In an online video, Dand demonstrates how the cubes change as they respond to the amount of alcohol a person consumes. An accelerometer keeps track of how often the glass is raised to someone's lips; a timer helps estimate how intoxicated the person is. The LED inside each cube will light up in green, yellow or red. Green signals a first drink; yellow is a warning that your alcohol level is getting high. Red is a warning to stop drinking - you've probably had too much. Dand housed the electronics in waterproof cubes.
(Cheers - alcohol-aware glowing ice-cubes that beat to ambient music.)
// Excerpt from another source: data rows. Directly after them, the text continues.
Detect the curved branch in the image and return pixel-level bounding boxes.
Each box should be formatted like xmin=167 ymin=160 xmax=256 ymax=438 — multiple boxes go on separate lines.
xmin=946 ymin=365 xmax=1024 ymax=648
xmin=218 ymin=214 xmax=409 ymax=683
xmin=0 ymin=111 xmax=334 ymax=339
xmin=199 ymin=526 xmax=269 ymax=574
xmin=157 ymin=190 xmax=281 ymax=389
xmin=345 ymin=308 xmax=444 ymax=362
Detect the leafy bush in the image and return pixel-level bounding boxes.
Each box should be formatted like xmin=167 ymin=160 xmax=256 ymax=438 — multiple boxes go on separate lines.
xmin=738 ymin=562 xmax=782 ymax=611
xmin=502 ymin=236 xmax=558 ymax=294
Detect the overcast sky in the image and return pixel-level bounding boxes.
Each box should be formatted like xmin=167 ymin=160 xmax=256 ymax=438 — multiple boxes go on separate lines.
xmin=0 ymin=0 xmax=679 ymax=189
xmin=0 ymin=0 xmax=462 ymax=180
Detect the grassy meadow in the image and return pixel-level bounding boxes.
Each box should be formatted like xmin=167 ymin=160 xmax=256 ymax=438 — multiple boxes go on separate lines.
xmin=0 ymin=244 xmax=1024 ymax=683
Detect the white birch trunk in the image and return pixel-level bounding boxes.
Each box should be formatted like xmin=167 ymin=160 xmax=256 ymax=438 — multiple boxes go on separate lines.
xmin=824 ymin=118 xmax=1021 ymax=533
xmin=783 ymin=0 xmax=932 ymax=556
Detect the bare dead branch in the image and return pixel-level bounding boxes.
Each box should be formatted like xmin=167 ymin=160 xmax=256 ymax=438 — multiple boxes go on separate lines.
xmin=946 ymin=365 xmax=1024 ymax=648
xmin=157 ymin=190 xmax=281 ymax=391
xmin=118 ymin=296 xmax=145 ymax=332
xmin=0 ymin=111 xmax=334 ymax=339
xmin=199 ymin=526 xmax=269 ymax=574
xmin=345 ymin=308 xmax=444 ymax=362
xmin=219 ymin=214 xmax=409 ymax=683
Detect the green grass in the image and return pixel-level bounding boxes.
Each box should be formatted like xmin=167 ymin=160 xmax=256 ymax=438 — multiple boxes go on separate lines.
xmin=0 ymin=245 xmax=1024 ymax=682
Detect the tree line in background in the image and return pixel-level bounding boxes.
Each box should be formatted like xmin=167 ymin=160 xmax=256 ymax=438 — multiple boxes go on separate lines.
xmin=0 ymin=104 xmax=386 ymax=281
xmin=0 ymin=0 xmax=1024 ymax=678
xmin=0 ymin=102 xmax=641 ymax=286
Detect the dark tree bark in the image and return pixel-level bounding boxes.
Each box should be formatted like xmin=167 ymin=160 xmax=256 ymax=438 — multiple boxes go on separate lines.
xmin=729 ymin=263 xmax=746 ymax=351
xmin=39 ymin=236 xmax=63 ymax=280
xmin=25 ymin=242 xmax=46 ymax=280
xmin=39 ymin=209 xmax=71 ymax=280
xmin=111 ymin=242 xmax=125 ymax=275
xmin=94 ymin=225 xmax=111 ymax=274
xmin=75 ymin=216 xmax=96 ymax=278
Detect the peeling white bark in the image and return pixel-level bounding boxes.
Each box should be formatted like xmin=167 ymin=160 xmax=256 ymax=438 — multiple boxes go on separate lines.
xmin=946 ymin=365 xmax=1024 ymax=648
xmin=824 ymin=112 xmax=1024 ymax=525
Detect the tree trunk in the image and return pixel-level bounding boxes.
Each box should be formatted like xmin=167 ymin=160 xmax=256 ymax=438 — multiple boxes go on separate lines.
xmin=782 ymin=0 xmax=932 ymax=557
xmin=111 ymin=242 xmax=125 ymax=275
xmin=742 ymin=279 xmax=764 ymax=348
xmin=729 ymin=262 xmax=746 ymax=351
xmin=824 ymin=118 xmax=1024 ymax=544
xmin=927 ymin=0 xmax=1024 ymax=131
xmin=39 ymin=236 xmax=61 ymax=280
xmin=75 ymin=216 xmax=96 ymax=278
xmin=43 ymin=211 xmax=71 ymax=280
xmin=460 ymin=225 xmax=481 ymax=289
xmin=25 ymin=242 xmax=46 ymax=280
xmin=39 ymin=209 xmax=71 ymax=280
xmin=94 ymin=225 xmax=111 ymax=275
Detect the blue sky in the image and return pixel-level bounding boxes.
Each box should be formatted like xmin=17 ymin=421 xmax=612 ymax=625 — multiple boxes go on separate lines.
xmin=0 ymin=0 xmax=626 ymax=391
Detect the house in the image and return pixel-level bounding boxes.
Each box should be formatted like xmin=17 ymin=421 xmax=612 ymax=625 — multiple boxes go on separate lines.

"Being an inventor, the feeling when you see your invention working for the first time is comparable to that of a mother seeing her newborn baby," said Dand. "It's elation of the highest order, you're numb enough to not feel anything, then it slowly sinks in."
The cubes can even send a text message to friends if the person drinking needs help.
"The cubes talk to your phone to make the call. They communicate over IR [infrared] with a custom removable IR receiver fitted on the smartphone's audio jack, " said Dand.
Since he came out with his invention, Dand said, "Everyone wants a dozen now!" And since he only spent $50 plus his own time creating it, Dand may have an idea that's budget-friendly for grad students.
This isn't Dand's first invention. He's also built educational toys for children and is currently working on "super shoes" (he didn't say what they do). As for patenting his "Cheers" invention, Dand said he believes patents are "20th century jargon."
"I believe in open-source. My inventions are are open to be hacked, developed and played around," said Dand. "True innovation are like ideas with wings, once they take birth in a mind, nothing, not even the inventor, can stop them."